Richard Smith, president of Phar Lap Software, said he came across the security flaw in the operating system after finding an earlier bug that causes customer information to be stored on Microsoft's Web site.
Through the latest bug, Smith said other sites can read customer ID numbers, including a unique number that identifies a specific user's PC through its Ethernet network card and a Microsoft-assigned identification number used to track movements on the company's Web site.
The Microsoft ID is a unique serial number that identifies the person who registered the copy of Windows 98 running on that PC, he said. Smith added that the bug affects Windows 98's RegWiz ActiveX control and becomes apparent only when both Windows 98 and Internet Explorer 4.0 are used.
The ID information can be intercepted by Web sites visited by those who use the flawed software. Smith has posted a demonstration of the flaw to his company's Web site.
When asked about the finding, a Microsoft representative was unaware of the claim but said the company would look into it. Rob Bennett, a Microsoft product manager, said via an email message that the company will fix the problem as part of previously announced updates if it "turns out to be a real issue."
As previously reported, Microsoft earlier this week acknowledged that Windows 98 collects information on users PCs through the Windows 98 registration process. The company acknowledged that documents created with Office 97 applications include information related to document authors. The company said it does not believe the two issues are related, and maintains that it does not collect the information in a database.
Earlier this week, the company said that the collection of identification data is unneccesary and that the practice will be halted. It also plans to issue software patches to prevent the insertion of ID numbers into Office documents.
However, the transmittal of data was thought to be limited to information stored only on Microsoft's Web site. The new flaw has the potential to be much more serious, Smith said, in that it introduces the possibility that other sites can collect data without users' knowledge.
"The more Web sites users visit, the more dangerous [the flaw] is," Smith said.

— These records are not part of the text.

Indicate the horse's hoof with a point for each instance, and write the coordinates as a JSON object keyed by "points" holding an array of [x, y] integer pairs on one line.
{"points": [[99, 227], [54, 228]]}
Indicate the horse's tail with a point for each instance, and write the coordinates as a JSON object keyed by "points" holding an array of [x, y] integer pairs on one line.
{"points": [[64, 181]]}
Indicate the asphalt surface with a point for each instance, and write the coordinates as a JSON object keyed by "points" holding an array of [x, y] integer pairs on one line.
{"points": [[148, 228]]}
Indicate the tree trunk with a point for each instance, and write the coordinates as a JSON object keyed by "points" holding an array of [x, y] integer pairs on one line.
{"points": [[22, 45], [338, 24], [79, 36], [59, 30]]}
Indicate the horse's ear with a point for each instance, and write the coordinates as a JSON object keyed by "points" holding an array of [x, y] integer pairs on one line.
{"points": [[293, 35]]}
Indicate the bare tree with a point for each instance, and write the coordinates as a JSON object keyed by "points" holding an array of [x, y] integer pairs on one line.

Microsoft earlier this week said the original flaw could be avoided by users who checked a box instructing Windows 98 to not transmit hardware information collected during the Windows 98 registration process.
Microsoft earlier this week, scrambled to post a letter to its Web site outlining steps it has taken to fix the initial privacy problem. The company said it is updating Microsoft.com immediately to stop receipt of hardware ID from product registration and modifying the Windows 98 Registration Wizard feature in a subsequent service release of the product to ensure that hardware identification data is never created, let alone sent, as part of the registration process.
It also said it will start providing a software tool for download that users can use to delete hardware registration information from the Windows registry; and purging hardware ID information that was gathered without the customer having chosen to provide Microsoft with this information.
John Duncan, a Microsoft Office product manager, told CNET News.com that a patch for Office, the company's popular desktop productivity suite, is expected to be posted on the company's Web site in "a matter of weeks."
The patch will prevent the insertion of a unique identifier into any new documents created with Office 97 applications.
Microsoft will also be providing a tool that will allow customers to remove unique identification numbers from existing Office 97 documents. In addition, users of Office 2000 will not need to worry about this issue, because, the company claims, the new version of Office will not include the ability to insert unique identifiers into documents.